Примкнув к спартанцам, Алкивиад показал свой характер. Неприкрытое коварство. Если искренность может носить маску, под которой скрываются разные чувства, предательство сбрасывает ее и обнажает душу. Алкивиад думал только о себе. Оппортунист, а не человек принципов, он только что сознался в том, что его политические предпочтения основываются исключительно на личных соображениях и что он ставит себя выше любых идеалов: гражданской доблести, патриотизма и защиты демократии.
Как-то вечером, нарушив слишком затянувшееся молчание, Сократ изрек следующее:
– Теперь Алкивиад ближайший друг спартанского царя Агиса. Его жизнь сводится к карьере. Нет, он не честолюбив. Он алчет славы.

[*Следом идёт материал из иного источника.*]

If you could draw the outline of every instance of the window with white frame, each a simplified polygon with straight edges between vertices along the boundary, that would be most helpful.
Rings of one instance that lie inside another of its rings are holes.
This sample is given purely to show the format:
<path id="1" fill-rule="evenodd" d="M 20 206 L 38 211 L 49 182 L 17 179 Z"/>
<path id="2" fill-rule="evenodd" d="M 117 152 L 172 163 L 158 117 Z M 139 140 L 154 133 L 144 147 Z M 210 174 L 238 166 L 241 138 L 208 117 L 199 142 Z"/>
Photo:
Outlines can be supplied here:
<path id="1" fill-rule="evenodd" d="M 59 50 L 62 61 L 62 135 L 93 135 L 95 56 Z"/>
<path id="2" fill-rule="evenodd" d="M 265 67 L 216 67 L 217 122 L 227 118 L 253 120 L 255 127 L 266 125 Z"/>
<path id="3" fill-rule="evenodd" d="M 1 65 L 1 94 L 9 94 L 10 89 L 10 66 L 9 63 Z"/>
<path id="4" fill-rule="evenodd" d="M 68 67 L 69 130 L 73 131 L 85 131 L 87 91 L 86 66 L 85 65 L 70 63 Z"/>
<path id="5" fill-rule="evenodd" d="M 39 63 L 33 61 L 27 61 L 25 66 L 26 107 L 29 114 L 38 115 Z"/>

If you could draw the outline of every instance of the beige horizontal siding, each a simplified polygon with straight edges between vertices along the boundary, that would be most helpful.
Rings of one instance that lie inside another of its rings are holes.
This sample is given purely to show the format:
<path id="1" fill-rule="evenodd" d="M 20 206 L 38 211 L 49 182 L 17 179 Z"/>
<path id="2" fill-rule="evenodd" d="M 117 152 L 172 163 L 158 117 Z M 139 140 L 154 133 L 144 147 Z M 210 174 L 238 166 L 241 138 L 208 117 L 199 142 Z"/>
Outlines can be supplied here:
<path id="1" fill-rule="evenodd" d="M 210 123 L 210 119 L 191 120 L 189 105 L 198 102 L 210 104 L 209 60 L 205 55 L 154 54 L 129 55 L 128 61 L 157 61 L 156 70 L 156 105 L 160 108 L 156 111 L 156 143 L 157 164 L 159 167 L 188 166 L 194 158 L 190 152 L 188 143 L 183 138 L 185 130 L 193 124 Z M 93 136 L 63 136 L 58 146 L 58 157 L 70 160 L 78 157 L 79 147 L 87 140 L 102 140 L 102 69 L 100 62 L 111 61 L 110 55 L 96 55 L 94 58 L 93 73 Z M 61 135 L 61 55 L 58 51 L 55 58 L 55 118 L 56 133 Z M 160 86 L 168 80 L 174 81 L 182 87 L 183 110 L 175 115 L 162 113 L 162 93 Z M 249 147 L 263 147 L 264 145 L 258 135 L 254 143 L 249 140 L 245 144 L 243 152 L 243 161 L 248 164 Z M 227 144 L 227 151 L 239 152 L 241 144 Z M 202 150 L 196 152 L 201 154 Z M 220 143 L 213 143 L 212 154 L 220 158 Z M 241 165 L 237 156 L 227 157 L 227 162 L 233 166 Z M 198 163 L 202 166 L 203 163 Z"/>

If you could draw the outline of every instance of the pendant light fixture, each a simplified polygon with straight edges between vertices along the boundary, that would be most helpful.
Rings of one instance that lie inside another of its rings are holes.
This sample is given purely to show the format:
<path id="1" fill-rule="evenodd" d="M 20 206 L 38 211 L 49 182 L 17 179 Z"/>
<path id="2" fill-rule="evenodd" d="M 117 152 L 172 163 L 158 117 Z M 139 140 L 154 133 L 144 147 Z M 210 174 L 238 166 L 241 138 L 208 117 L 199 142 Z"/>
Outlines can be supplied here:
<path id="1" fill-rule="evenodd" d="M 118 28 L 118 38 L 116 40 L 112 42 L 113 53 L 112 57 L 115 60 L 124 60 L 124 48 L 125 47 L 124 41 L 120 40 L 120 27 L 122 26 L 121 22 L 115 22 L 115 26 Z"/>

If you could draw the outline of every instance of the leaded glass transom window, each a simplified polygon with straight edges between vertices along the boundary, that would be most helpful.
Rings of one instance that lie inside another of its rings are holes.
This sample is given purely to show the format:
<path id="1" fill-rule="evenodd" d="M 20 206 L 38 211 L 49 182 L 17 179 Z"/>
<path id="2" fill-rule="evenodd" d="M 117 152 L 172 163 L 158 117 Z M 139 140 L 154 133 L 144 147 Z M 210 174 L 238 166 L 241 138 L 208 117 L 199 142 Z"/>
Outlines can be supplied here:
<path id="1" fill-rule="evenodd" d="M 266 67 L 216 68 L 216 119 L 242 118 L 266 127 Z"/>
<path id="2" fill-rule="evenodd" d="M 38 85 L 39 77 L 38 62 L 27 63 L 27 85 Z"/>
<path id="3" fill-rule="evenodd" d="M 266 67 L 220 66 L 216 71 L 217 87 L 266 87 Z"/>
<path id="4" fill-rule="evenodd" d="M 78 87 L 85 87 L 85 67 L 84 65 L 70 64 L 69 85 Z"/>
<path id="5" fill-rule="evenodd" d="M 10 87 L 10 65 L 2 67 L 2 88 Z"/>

– Ты преувеличиваешь, Сократ, – возразил я. – Афины предали Алкивиада прежде, чем он предал свой город. После истории с Гермесами и мистериями интриги его противников ослепили большинство наших граждан – отсюда жестокий и несправедливый приговор. Не забывай, Сократ, это Афины изгнали Алкивиада, лишили его имущества и приговорили к смерти. Это они начали, а не он!
– Демократию следует почитать, даже если она ошибается. Иначе можно счесть себя выше ее. Знаешь, что он выкрикнул, когда ему зачитали смертный приговор? «Ну что же, я им докажу, что еще жив!»
– Вполне понятная реакция.
– Понятная, но не заслуживающая оправдания.
Его тон резко изменился; черты лица, обычно такого подвижного, застыли в умоляющей гримасе.